France demands stronger steel tariffs to back the EU’s climate goal

adminSeptember 25, 2025

In a high-stakes power play that pits climate ambition against industrial protectionism, France has drawn a firm line in the sand.

The government in Paris is demanding that the European Union commit to a powerful new shield for its steel industry and a full revision of its carbon levy before it will back the bloc’s ambitious proposal to slash emissions by 90 percent by 2040.

The move, outlined in a document shared with other member states, effectively holds the EU’s flagship green policy hostage to France’s industrial demands.

It sets the stage for a tense and potentially divisive summit of the bloc’s leaders next month, where the future of Europe’s green transition will be on the line.

An industrial policy for a green future

For France, the two issues are inextricably linked. The government argues that the immense challenge of decarbonization cannot be separated from the need to protect the continent’s industrial sovereignty.

“To achieve its climate goals while preserving its industrial and technological sovereignty, Europe must not only transform its existing production capacities, but also develop new competitive industries” in strategic sectors, France said in the document, which was seen by Bloomberg News.

“This is why the adoption of such a goal cannot be separated from the adoption of the European industrial policy measures necessary to preserve and transform these sectors.”

A shield of steel and a carbon levy redux

At the heart of France’s demands is a call for the swift adoption “of protective trade measures on steel for implementation as early as June 2026.”

This is a direct response to the looming expiration of the EU’s current provisional safeguard measures, which were first introduced in 2019 to limit steel imports in the wake of US tariffs.

Equally critical is the demand for a full revision of the Carbon Border Adjustment Mechanism (CBAM) before it comes into full force at the start of next year.
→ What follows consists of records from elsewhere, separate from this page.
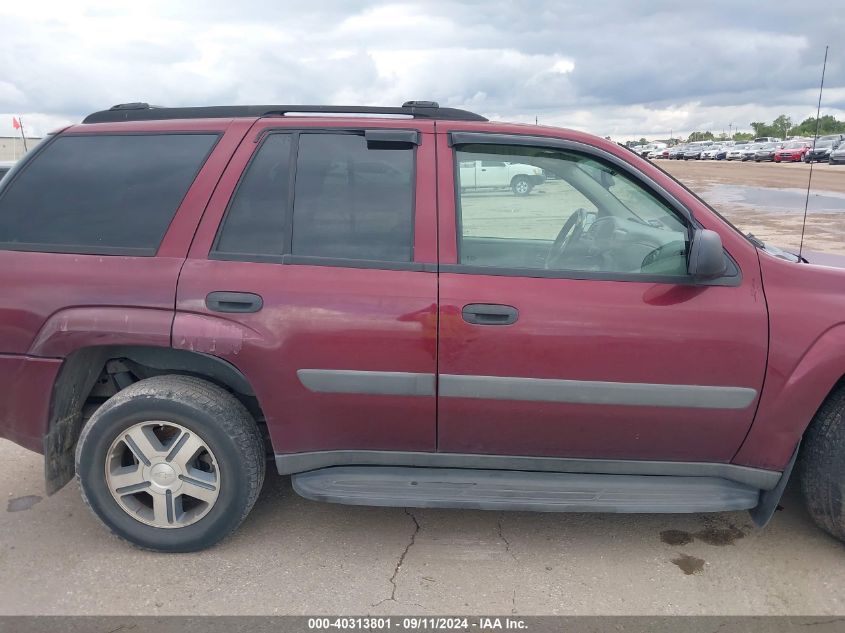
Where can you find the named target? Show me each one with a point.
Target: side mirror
(707, 256)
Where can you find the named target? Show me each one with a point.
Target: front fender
(790, 399)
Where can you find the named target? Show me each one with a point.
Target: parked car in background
(833, 137)
(736, 152)
(821, 151)
(5, 167)
(396, 340)
(693, 152)
(496, 174)
(766, 152)
(792, 151)
(749, 151)
(837, 156)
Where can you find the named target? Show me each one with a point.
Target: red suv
(190, 291)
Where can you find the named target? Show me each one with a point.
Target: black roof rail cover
(145, 112)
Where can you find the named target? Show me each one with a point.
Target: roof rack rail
(145, 112)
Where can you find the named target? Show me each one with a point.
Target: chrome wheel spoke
(128, 480)
(185, 449)
(143, 443)
(198, 489)
(164, 509)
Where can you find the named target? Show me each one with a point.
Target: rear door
(313, 272)
(568, 326)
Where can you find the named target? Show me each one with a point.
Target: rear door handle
(489, 314)
(234, 302)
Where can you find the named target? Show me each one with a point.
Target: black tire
(214, 415)
(822, 466)
(521, 186)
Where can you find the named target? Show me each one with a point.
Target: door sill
(520, 490)
(291, 463)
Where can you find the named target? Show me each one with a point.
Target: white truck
(496, 174)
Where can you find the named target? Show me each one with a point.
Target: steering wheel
(569, 234)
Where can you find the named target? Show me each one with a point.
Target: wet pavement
(774, 200)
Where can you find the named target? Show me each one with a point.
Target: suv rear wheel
(521, 186)
(822, 466)
(171, 463)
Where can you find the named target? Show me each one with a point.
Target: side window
(563, 211)
(255, 220)
(349, 202)
(352, 202)
(101, 194)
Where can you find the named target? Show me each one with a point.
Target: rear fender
(76, 328)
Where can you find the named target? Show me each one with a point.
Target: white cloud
(618, 68)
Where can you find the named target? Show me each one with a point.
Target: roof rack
(146, 112)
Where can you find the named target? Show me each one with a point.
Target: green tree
(827, 125)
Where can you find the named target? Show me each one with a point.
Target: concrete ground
(294, 556)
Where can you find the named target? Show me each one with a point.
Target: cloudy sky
(612, 67)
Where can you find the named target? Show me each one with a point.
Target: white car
(497, 174)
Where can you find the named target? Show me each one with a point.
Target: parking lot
(294, 556)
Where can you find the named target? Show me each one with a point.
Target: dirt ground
(825, 231)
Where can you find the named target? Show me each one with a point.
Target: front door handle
(489, 314)
(234, 302)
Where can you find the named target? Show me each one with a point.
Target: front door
(313, 273)
(568, 325)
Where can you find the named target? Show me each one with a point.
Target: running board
(520, 490)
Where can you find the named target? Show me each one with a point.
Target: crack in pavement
(401, 560)
(506, 542)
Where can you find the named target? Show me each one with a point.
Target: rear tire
(171, 463)
(521, 186)
(822, 466)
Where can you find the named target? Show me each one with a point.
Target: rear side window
(101, 194)
(255, 221)
(350, 201)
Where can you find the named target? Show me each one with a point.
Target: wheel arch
(90, 375)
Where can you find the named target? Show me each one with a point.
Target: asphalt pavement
(294, 556)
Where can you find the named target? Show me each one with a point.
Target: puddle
(22, 503)
(775, 200)
(689, 564)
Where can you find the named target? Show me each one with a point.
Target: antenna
(815, 138)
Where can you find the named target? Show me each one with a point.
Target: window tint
(352, 202)
(255, 221)
(559, 210)
(101, 194)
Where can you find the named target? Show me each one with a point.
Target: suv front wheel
(171, 463)
(822, 466)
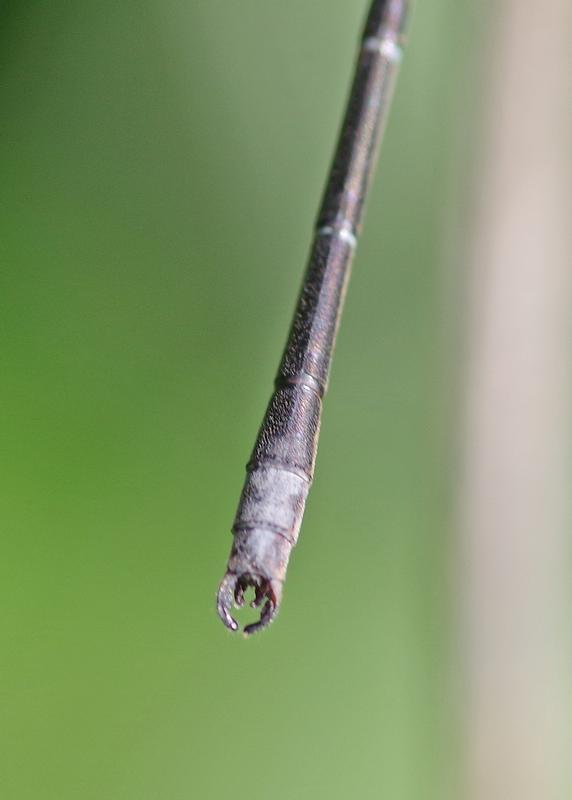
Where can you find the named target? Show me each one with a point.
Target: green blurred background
(161, 166)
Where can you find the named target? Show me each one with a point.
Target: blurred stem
(515, 440)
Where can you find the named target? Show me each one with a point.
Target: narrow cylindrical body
(280, 470)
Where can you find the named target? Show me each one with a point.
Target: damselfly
(281, 467)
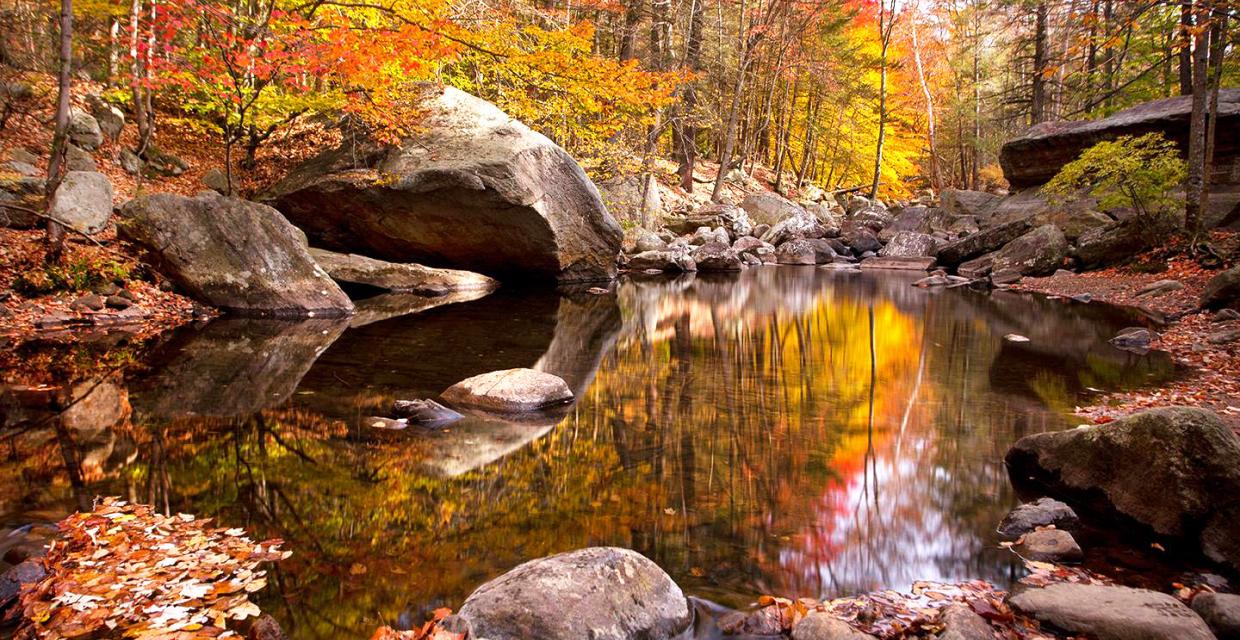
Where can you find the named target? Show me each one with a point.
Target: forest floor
(1213, 378)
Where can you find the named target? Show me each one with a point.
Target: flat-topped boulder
(602, 593)
(473, 189)
(398, 278)
(1039, 154)
(510, 391)
(232, 254)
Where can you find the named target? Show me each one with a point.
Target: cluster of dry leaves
(125, 569)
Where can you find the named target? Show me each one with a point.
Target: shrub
(1136, 174)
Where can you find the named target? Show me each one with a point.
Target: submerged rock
(473, 189)
(398, 278)
(1174, 470)
(1111, 613)
(1042, 512)
(237, 256)
(602, 593)
(510, 391)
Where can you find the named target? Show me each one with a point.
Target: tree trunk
(1194, 191)
(1038, 107)
(55, 165)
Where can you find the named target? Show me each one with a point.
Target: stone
(471, 189)
(1038, 252)
(1133, 337)
(861, 240)
(796, 252)
(398, 278)
(982, 242)
(910, 244)
(88, 303)
(602, 593)
(965, 202)
(78, 160)
(216, 180)
(118, 302)
(1160, 288)
(977, 267)
(425, 412)
(510, 391)
(84, 130)
(233, 254)
(110, 118)
(1111, 244)
(671, 261)
(821, 625)
(1174, 470)
(961, 623)
(902, 263)
(1042, 512)
(765, 207)
(1049, 545)
(799, 226)
(1220, 612)
(1222, 290)
(1111, 613)
(83, 201)
(716, 257)
(1036, 156)
(130, 163)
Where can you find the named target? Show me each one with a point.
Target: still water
(786, 431)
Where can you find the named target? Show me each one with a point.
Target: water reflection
(785, 431)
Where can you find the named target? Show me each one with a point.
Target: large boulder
(910, 243)
(238, 256)
(1111, 613)
(603, 593)
(1038, 252)
(982, 242)
(394, 277)
(83, 201)
(1174, 470)
(510, 391)
(471, 189)
(1039, 154)
(1223, 289)
(765, 207)
(1112, 243)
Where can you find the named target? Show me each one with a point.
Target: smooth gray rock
(84, 130)
(1220, 612)
(1174, 470)
(1222, 290)
(1111, 613)
(238, 256)
(961, 623)
(821, 625)
(398, 278)
(982, 242)
(83, 201)
(510, 391)
(1040, 512)
(473, 189)
(1050, 545)
(1038, 252)
(716, 257)
(600, 593)
(671, 261)
(765, 207)
(910, 244)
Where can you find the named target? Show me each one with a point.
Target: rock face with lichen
(1174, 470)
(603, 593)
(473, 189)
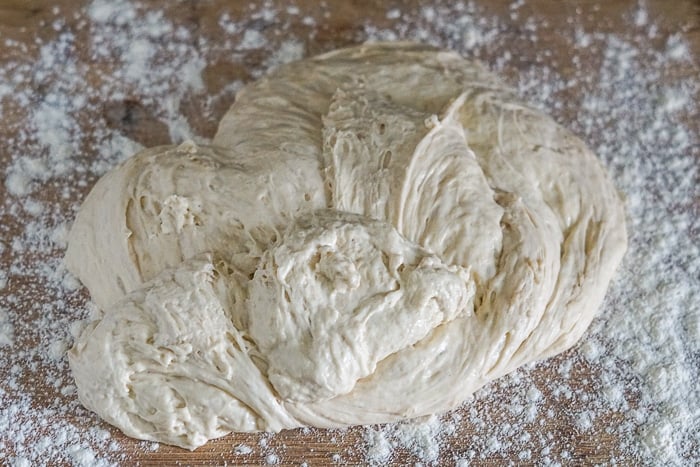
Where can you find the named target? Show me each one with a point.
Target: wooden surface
(337, 23)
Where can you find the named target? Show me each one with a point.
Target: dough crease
(373, 234)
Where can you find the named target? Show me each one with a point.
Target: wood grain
(337, 23)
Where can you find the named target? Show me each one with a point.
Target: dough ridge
(373, 234)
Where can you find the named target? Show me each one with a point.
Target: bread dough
(374, 234)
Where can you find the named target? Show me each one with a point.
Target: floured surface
(627, 392)
(386, 272)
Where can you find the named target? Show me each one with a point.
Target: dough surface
(374, 234)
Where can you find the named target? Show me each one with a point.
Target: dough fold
(374, 234)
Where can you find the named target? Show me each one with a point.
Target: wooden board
(317, 27)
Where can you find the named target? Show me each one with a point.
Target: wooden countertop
(317, 27)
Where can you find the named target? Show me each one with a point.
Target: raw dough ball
(374, 234)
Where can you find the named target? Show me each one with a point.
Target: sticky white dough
(374, 234)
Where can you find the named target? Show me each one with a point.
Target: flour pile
(631, 386)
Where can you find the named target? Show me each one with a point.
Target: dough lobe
(374, 234)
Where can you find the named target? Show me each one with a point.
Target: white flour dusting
(120, 75)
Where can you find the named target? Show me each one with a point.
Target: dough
(374, 234)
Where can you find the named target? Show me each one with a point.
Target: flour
(635, 378)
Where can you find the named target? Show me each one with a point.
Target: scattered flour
(635, 379)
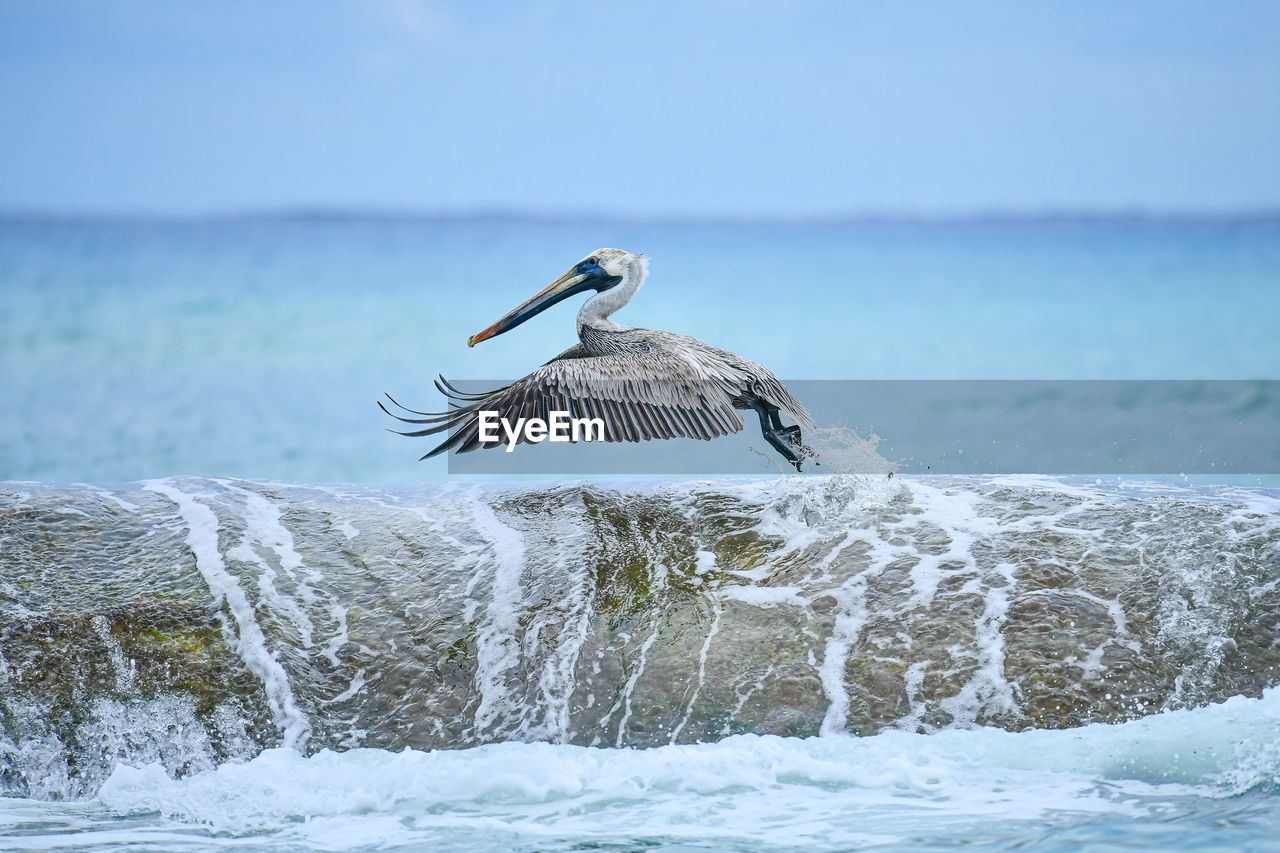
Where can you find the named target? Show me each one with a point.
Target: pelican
(641, 383)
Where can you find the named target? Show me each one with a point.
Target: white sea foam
(822, 793)
(251, 644)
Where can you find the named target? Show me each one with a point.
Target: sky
(641, 109)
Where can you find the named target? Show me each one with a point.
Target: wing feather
(638, 397)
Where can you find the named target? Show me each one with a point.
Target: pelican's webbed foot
(785, 439)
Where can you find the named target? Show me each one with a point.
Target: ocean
(236, 612)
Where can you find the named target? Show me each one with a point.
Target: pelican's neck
(595, 311)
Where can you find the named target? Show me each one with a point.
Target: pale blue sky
(645, 109)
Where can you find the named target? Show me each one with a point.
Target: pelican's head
(600, 270)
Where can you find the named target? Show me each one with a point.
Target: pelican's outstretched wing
(638, 398)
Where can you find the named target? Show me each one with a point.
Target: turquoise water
(256, 349)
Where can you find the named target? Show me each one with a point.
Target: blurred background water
(256, 347)
(992, 190)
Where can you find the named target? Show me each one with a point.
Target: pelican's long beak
(575, 281)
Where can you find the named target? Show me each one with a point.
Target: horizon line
(338, 214)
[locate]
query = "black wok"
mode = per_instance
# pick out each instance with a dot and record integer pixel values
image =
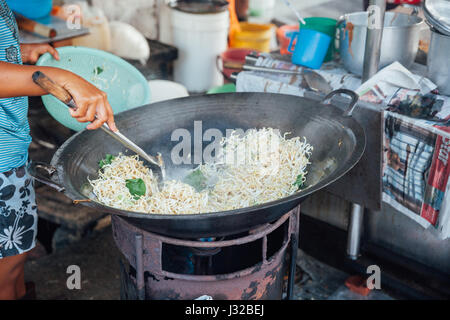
(338, 142)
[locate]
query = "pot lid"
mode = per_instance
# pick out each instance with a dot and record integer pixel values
(199, 6)
(437, 13)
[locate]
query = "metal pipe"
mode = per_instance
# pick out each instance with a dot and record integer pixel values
(375, 23)
(354, 231)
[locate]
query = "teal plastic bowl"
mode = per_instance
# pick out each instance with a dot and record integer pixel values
(125, 86)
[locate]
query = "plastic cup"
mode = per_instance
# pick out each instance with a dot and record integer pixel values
(311, 48)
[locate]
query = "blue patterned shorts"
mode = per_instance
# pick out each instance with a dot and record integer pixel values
(18, 212)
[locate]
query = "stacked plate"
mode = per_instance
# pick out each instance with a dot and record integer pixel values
(437, 13)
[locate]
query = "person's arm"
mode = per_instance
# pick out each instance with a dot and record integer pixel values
(16, 80)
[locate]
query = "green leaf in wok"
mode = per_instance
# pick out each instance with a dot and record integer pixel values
(299, 181)
(108, 159)
(136, 187)
(196, 179)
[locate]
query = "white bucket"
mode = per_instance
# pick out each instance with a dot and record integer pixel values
(200, 38)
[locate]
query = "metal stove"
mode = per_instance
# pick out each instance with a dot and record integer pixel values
(245, 266)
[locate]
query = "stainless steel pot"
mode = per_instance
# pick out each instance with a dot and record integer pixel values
(438, 61)
(400, 40)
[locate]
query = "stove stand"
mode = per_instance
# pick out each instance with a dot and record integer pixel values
(246, 266)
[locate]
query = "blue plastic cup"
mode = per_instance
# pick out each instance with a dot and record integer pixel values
(311, 47)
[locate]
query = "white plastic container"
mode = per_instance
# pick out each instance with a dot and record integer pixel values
(200, 38)
(162, 90)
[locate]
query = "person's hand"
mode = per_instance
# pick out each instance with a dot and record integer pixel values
(92, 103)
(31, 52)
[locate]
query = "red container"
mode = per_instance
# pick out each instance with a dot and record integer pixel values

The French document also calls for a suite of other “enabling conditions,” including effective financing for industrial decarbonization and the creation of protected markets for local producers of low-carbon goods.

A high-stakes summit, a bloc divided

These demands will now be debated by EU heads of government at a two-day summit in Brussels starting on October 23. The challenge will be immense.

Any major climate decision requires unanimous agreement, a difficult feat in a bloc with widely varying energy sources, wealth, and industrial strengths, especially at a time when governments are also grappling with the need to ramp up defense spending.

The French ultimatum has transformed the upcoming summit from a routine policy discussion into a high-stakes negotiation. The price of a greener future, it seems, is a more protected one, and the two goals may be on a collision course.